It's official: Afghanistan will hold presidential elections on 5 April 2014. Afghan President Hamid Karzai has insisted the vote will proceed, despite legitimate fears that the impending US troops withdrawal and related security concerns could delay the election. Karzai, serving his second five year term, is prohibited from running again.
The hurdles to a fair, clean election in Afghanistan are huge. During the last election in 2009, the vote was delayed, and then took place under conditions widely seen as corrupt, with large scale voting fraud and violence. Karzai won't be on the ballot this time, but the corruption regularly connected to his government could well taint the 2014 vote.
In addition, violence – both from resurgent Taliban forces and from so-called "green on blue" attacks (attacks on coalition troops by Afghan security forces) – is on the rise. With Nato forces slated to withdraw from Afghanistan by the end of 2014 – maybe even earlier – a likely security vacuum could further complicate the election.
Dangers aside, the very presence of democratic elections in Afghanistan is a positive sign.
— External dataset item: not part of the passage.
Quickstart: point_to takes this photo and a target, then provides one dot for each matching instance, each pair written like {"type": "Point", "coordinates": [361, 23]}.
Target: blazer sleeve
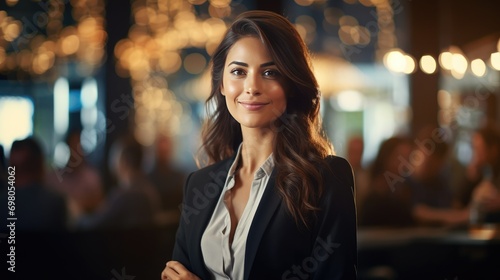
{"type": "Point", "coordinates": [180, 252]}
{"type": "Point", "coordinates": [335, 248]}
And though the next president will inherit many troubles, he will also inherit some key areas of progress.
A big "fight" Tuesday night offered an important reminder of what's at stake here. Millions of Afghans, swelling with pride, watched Afghan boxer Hamid Rahimi win a world title at the country's first professional boxing match, held in Kabul. The match, which would have been banned under Taliban rule, was held under tight security and broadcast across the country to widespread enthusiasm. This Afghan government and the next must rise to the hopes of its people and give them the security and stability they so crave.